[Terence Hodgkinson, art historian and Director of the Victoria and Albert Museum.] Two Autograph Letters Signed to renaissance art expert Giles Robertson, regarding a relief attributed to Grinling Gibbons.

Author: 
Terence Hodgkinson [Terence William Ivan Hodgkinson] (1913-1999), art historian and Director of the Victoria and Albert Museum, London [Giles Henry Robertson (1913-1987), Italian Renaissance expert]
Publication details: 
20 and 31 December 1947. Both on letterheads of the Victoria & Albert Museum, South Kensington, London.
£50.00
SKU: 25211

See his entry in Oxford Dictionary of National Biography.
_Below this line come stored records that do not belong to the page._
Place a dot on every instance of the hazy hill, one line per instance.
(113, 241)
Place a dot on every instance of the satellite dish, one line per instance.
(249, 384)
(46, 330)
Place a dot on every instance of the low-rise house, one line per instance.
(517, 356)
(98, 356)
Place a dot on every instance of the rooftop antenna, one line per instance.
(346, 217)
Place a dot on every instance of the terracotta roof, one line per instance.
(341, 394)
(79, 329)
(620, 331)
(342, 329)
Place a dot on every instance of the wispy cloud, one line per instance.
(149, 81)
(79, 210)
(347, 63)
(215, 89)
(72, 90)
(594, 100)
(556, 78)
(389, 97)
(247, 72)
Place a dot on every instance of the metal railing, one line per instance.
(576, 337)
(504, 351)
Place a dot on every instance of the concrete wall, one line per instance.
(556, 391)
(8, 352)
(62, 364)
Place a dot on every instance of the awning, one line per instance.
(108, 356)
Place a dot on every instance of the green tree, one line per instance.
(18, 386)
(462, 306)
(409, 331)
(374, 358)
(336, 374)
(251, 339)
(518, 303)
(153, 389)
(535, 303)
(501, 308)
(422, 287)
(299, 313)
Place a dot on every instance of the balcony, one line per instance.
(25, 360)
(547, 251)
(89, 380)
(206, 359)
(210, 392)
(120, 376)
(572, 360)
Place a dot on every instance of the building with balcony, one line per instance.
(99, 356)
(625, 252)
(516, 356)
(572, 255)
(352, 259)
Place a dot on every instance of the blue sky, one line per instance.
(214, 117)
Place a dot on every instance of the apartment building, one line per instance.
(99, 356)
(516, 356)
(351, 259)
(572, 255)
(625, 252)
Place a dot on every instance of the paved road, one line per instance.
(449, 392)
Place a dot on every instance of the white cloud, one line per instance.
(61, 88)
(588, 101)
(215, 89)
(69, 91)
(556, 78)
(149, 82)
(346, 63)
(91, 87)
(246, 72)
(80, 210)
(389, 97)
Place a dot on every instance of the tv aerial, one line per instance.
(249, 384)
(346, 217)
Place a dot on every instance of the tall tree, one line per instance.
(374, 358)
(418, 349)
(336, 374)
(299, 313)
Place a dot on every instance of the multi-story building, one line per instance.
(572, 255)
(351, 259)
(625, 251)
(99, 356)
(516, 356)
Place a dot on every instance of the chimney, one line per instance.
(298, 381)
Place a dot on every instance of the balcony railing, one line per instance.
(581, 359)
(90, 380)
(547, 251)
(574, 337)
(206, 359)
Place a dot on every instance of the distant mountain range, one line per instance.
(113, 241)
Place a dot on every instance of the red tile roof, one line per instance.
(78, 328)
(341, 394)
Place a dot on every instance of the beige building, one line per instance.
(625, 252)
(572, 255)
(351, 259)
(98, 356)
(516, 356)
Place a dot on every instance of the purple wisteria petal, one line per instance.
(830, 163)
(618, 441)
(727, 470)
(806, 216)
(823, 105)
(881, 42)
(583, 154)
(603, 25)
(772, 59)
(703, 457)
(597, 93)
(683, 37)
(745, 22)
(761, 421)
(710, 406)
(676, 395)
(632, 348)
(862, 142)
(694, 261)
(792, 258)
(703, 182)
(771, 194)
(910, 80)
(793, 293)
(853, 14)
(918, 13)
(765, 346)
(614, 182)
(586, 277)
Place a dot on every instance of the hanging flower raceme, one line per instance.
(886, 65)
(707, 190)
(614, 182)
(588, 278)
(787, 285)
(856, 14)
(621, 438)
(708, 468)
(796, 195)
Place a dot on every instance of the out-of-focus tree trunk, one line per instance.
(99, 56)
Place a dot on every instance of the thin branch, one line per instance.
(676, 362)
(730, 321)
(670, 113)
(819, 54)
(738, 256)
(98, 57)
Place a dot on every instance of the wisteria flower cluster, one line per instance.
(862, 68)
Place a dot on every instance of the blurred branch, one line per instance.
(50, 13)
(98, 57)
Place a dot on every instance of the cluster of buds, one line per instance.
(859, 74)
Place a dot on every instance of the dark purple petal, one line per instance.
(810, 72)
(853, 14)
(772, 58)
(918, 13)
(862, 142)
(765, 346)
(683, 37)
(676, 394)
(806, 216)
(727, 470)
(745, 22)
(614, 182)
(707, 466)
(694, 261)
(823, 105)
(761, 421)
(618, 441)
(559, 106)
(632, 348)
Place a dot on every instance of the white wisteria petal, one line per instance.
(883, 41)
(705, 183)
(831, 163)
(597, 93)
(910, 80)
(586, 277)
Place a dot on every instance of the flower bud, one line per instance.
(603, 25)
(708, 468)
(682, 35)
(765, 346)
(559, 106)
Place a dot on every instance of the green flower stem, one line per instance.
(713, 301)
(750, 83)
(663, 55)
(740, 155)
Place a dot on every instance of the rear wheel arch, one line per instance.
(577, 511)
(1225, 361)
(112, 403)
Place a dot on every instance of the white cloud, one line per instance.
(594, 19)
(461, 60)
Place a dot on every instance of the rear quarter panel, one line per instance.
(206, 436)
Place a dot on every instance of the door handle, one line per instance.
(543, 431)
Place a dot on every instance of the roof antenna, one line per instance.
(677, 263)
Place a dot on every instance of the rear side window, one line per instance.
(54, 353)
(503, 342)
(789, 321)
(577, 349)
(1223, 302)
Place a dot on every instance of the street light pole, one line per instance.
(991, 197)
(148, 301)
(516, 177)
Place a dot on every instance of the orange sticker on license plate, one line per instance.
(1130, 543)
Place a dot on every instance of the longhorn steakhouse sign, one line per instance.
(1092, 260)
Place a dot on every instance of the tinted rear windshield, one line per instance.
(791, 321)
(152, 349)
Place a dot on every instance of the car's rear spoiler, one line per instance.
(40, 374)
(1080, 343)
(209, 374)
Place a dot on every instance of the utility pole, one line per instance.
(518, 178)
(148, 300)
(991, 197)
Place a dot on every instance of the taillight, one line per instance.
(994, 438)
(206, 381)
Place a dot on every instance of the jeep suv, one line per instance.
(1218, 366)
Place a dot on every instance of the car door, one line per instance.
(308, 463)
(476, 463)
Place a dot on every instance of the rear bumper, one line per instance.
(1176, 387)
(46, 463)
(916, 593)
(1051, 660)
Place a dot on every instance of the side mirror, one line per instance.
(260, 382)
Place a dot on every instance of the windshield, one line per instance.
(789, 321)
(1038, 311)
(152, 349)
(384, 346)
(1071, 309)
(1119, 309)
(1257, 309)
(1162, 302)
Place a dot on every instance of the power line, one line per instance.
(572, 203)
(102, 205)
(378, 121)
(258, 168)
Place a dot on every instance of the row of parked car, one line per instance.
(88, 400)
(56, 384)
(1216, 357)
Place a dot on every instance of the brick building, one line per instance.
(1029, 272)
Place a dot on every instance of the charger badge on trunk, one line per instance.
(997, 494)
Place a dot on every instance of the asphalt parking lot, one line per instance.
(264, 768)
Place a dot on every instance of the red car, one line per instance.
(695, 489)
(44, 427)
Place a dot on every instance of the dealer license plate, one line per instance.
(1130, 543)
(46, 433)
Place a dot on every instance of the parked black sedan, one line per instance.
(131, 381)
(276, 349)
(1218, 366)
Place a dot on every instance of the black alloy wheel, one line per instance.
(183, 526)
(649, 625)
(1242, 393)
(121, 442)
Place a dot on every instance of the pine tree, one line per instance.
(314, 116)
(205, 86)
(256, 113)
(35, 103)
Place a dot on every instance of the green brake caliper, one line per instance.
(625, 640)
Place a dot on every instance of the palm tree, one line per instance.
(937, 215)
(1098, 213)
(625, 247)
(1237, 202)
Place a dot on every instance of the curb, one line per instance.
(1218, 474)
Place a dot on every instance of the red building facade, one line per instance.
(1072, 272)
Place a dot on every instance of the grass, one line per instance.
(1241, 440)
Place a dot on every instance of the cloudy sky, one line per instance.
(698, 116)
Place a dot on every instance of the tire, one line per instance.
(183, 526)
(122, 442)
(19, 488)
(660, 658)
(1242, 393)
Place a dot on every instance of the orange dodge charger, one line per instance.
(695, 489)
A year before these letters Hodgkinson had become an assistant keeper in the Department of Architecture and Sculpture at the Victoria and Albert, where his first task had been to organize the display of the Hildburgh collection of English medieval alabasters. Also in 1946 Robertson had begun his long career at Edinburgh University, having worked through the war at Bletchley Park, before joining the unit assigned to track down works of art looted by the Nazis. Both letters are in fair condition, lightly aged and worn, and each folded once for postage. Both addressed to ‘Dear Giles’ and signed ‘Terence’. ONE: 20 December 1947. 2pp, 12mo. He is enclosing Robertson’s ‘print’ and informs him that he has ‘talked about the relief to Edwards (Woodwork). He confirms that it is probably limewood & concedes that an English origin is highly probable & that an attribution to Grinling Gibbons is not to be excluded. He feels fairly certain, moreover, that the frame is contemporary & also English’. He is ‘lunching with Martin [Robertson’s brother the classical scholar G. M. Robertson, 1911-2004] after Christmas & will deliver your relief to him then’. The last paragraph regards sending a print ‘Mrs Esdaile’, who has been ill. TWO: 31 December 1947. 1p, 12mo. He ‘lunched with Martin & your father [the Cambridge professor of Greek Donald Struan Robertson, 1885-1961] - very pleasant - & delivered your relief to the former’.